The minimum hourly wage for employees of large Chicago businesses who earn tips will rise by 60 cents on Thursday to $9 per hour. The so-called tipped minimum wage has gone up $2 since 2019.

The state’s $10 per hour minimum wage is set to rise by $1 on Jan. 1, 2022, until it hits $15 per hour in 2025. Approximately 1.4 million Illinois residents earn the state’s minimum wage.

The minimum wage in Cook County outside of Chicago will remain at $13 per hour because the unemployment rate in 2020 was greater than 8.5%, officials said.

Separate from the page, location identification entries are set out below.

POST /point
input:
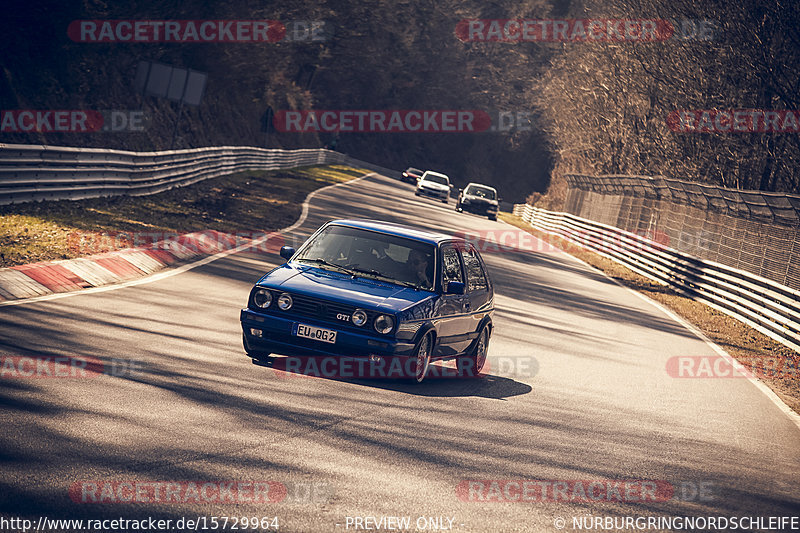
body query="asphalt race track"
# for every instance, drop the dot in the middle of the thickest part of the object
(577, 390)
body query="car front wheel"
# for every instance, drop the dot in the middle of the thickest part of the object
(423, 357)
(471, 364)
(253, 353)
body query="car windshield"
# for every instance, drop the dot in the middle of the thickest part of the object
(482, 192)
(436, 179)
(371, 254)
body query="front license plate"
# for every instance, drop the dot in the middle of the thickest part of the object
(310, 332)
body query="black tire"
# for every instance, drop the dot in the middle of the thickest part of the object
(471, 364)
(422, 355)
(253, 353)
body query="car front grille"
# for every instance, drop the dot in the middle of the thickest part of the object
(312, 307)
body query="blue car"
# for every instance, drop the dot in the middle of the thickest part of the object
(394, 296)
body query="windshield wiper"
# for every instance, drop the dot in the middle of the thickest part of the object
(325, 262)
(387, 278)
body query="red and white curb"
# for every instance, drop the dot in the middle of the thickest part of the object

The tipped minimum wage in Cook County rose to $6.60  on Jan. 1.

“The Cook County Minimum Wage Ordinance balances the needs of appropriate working wages with the needs of our local businesses for a fair compromise,” said Nick Mathiowdis, a spokesperson for Cook County Board President Toni Preckwinkle.

The federal minimum wage is $7.25 per hour, and efforts to hike it failed to pass the U.S. Senate earlier this year.

Chicago’s minimum wage will now rise automatically every July 1 to keep pace with the annual increase in the cost of living.

The city’s Progressive Caucus pushed Lightfoot to eliminate the tipped minimum wage as part of the city’s 2020 spending plan, but Lightfoot opposed the change, saying it could hurt small businesses.

However, city officials agreed to study the “economic impact of tipped wages and the effectiveness of current enforcement” in 2020. Delayed by the pandemic, that yearlong study will now start Thursday.

Under a deal signed by former Mayor Rahm Emanuel, the city’s hourly minimum wage rose from $8.25 to $13 in 2018. 

During the 2019 campaign for mayor, Lightfoot vowed to increase the city’s hourly minimum wage and has pointed to its rise as one of her proudest accomplishments.

The nationwide Fight For $15 movement, which was backed by the Chicago Federation of Labor, pushed the challenges facing Chicago’s lowest-paid workers — who are primarily Black and Latino — to the top of the agenda for city officials.

Led by former Ald. Ameya Pawar (47th Ward), the city began requiring employers to give their workers paid time off when they are ill in 2017, and the City Council approved a measure expanding that right earlier this month.

Chicago’s newly expanded worker protection laws will require employers to pay the city's approximately 8,000 domestic workers the city’s minimum wage starting Aug. 1, and requires that they get a written contract “to ensure the accountability, transparency and predictability that they need to plan for themselves and their families” by Jan. 1, 2022.

In addition, the new law is designed to prevent large corporations with more than one location from undercounting their employees to avoid paying the city’s minimum wage.

As part of the last budget from former Mayor Rahm Emanuel in 2019, he proposed creating the city’s Office of Labor Standards to enforce the city’s sick leave and minimum wage laws as well as the city’s so-called “fair work week” ordinance, which requires employers to give their workers two weeks’ notice of their schedules in an effort to reduce the stress caused by unpredictable shift work.

When the COVID-19 pandemic hit, the City Council charged the Office of Labor Standards with enforcing laws designed to protect employees from retaliation for quarantining or taking time off to get vaccinated.

The Office of Labor Standards received 728 complaints, opened 214 investigations, cited 50 employers, and levied $170,500 in fines in 2020 for non-compliance with the city’s worker protection laws, officials said.

Forty-eight employers cited by city officials violated the minimum wage law, triggering $146,500 in fines, officials said.